Re: logical decoding and replication of sequences, take 2

From: Andres Freund <andres(at)anarazel(dot)de>
To: Tomas Vondra <tomas(dot)vondra(at)enterprisedb(dot)com>
Cc: Robert Haas <robertmhaas(at)gmail(dot)com>, PostgreSQL Hackers <pgsql-hackers(at)lists(dot)postgresql(dot)org>, Heikki Linnakangas <heikki(dot)linnakangas(at)iki(dot)fi>
Subject: Re: logical decoding and replication of sequences, take 2
Date: 2023-01-11 20:12:16
Message-ID: 20230111201216.xyc7rptmw23fdem4@awork3.anarazel.de
Views: Raw Message | Whole Thread | Download mbox | Resend email
Thread:
Lists: pgsql-hackers

Hi,

Heikki, CCed you due to the point about 2c03216d8311 below.

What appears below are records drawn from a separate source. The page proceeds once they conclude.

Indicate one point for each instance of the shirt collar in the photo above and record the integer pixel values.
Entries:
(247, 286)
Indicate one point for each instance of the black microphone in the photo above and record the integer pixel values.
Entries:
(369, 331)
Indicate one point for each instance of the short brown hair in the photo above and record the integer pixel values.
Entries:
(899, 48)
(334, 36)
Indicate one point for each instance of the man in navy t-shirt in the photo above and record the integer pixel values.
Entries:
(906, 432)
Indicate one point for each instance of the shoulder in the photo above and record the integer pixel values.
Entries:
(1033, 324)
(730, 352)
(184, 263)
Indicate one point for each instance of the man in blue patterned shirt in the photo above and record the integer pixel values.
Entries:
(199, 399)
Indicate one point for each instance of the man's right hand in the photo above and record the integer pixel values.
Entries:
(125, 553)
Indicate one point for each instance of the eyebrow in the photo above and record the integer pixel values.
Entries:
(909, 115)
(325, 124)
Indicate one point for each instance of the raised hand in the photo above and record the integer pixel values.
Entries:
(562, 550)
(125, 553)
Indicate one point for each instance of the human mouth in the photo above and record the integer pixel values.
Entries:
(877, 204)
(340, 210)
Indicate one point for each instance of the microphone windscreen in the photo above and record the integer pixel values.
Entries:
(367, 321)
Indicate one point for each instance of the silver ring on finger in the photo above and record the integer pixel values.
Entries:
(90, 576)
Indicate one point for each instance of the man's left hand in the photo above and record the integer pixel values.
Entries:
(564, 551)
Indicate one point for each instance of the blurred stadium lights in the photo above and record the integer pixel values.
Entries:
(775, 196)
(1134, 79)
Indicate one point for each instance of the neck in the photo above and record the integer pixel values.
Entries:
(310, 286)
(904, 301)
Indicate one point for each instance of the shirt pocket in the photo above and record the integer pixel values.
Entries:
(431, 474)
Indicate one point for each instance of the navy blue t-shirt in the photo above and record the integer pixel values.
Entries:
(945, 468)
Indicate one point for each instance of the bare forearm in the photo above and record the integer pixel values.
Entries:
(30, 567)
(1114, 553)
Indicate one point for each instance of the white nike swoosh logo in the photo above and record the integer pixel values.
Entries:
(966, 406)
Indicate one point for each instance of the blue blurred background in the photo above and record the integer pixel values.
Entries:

On 2023-01-10 19:32:12 +0100, Tomas Vondra wrote:
> 0001 is a fix for the pre-existing issue in logicalmsg_decode,
> attempting to build a snapshot before getting into a consistent state.
> AFAICS this only affects assert-enabled builds and is otherwise
> harmless, because we are not actually using the snapshot (apply gets a
> valid snapshot from the transaction).

LGTM.

> 0002 is a rebased version of the original approach, committed as
> 0da92dc530 (and then reverted in 2c7ea57e56). This includes the same fix
> as 0001 (for the sequence messages), the primary reason for the revert.
>
> The rebase was not quite straightforward, due to extensive changes in
> how publications deal with tables/schemas, and so on. So this adopts
> them, but other than that it behaves just like the original patch.

This is a huge diff:
> 72 files changed, 4715 insertions(+), 612 deletions(-)

It'd be nice to split it to make review easier. Perhaps the sequence decoding
support could be split from the whole publication rigamarole?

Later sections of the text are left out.